Live OpenAI comparison for a single pair of samples — openai_compare_pair

This function sends a single pairwise comparison prompt to the OpenAI API and parses the result into a small tibble. It is the live / on-demand analogue of build_openai_batch_requests plus parse_openai_batch_output.

Usage

openai_compare_pair_live(
  ID1,
  text1,
  ID2,
  text2,
  model,
  trait_name,
  trait_description,
  prompt_template = set_prompt_template(),
  endpoint = c("chat.completions", "responses"),
  tag_prefix = "<BETTER_SAMPLE>",
  tag_suffix = "</BETTER_SAMPLE>",
  api_key = NULL,
  include_raw = FALSE,
  ...
)

Arguments

ID1: Character ID for the first sample.
text1: Character string containing the first sample's text.
ID2: Character ID for the second sample.
text2: Character string containing the second sample's text.
model: OpenAI model name (e.g. "gpt-4.1", "gpt-5.2-2025-12-11").
trait_name: Short label for the trait (e.g. "Overall Quality").
trait_description: Full-text definition of the trait.
prompt_template: Prompt template string.
endpoint: Which OpenAI endpoint to use: "chat.completions" or "responses".
tag_prefix: Prefix for the better-sample tag.
tag_suffix: Suffix for the better-sample tag.
api_key: Optional OpenAI API key.
include_raw: Logical; if TRUE, adds a raw_response column.
...: Additional OpenAI parameters, for example temperature, top_p, logprobs, reasoning, and (optionally) include_thoughts.
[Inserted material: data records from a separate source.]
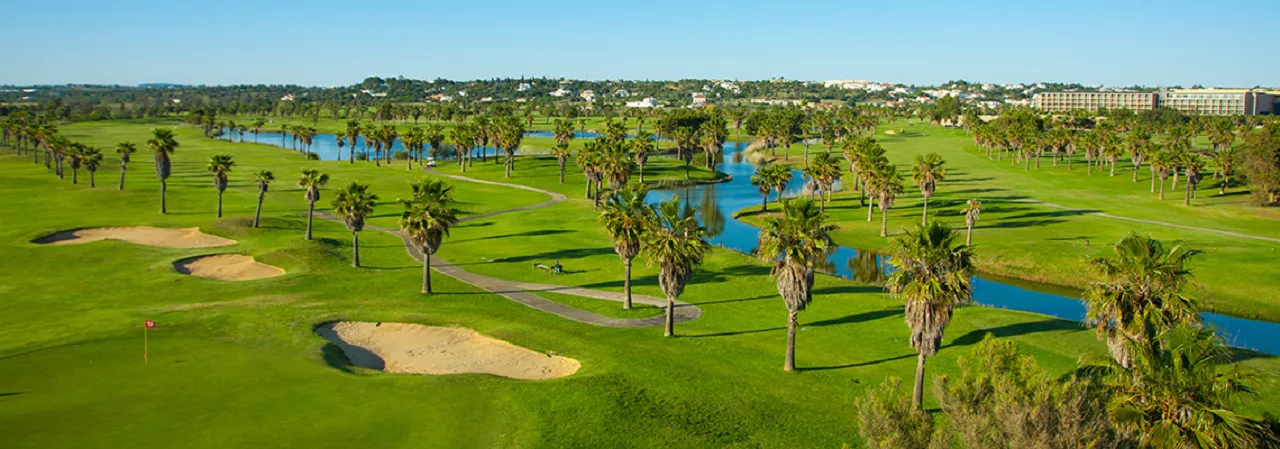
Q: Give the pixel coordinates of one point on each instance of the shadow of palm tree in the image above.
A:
(1016, 329)
(855, 365)
(859, 317)
(739, 333)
The same validation rules for gpt-5 models are applied as in build_openai_batch_requests. When using the Responses endpoint with reasoning models, you can request reasoning summaries in the thoughts column by setting endpoint = "responses", a non-"none" reasoning effort, and include_thoughts = TRUE.

Value

A tibble with one row and columns:

custom_id: ID string of the form "LIVE_<ID1>_vs_<ID2>".
ID1, ID2: The sample IDs you supplied.
model: Model name reported by the API.
object_type: OpenAI object type (for example "chat.completion" or "response").
status_code: HTTP-style status code (200 if successful).
error_message: Error message if something goes wrong; otherwise NA.
thoughts: Reasoning / thinking summary text when available, otherwise NA.
content: Concatenated text from the assistant's visible output. For the Responses endpoint this is taken from the type = "message" output items and does not include reasoning summaries.
better_sample: "SAMPLE_1", "SAMPLE_2", or NA.
better_id: ID1 if SAMPLE_1 is chosen, ID2 if SAMPLE_2 is chosen, otherwise NA.
prompt_tokens: Prompt / input token count (if reported).
completion_tokens: Completion / output token count (if reported).
total_tokens: Total token count (if reported).
raw_response: (Optional) list-column containing the parsed JSON body.

Details

It supports both the Chat Completions endpoint ("/v1/chat/completions") and the Responses endpoint ("/v1/responses", for example gpt-5.1 with reasoning), using the same prompt template and model / parameter rules as the batch pipeline.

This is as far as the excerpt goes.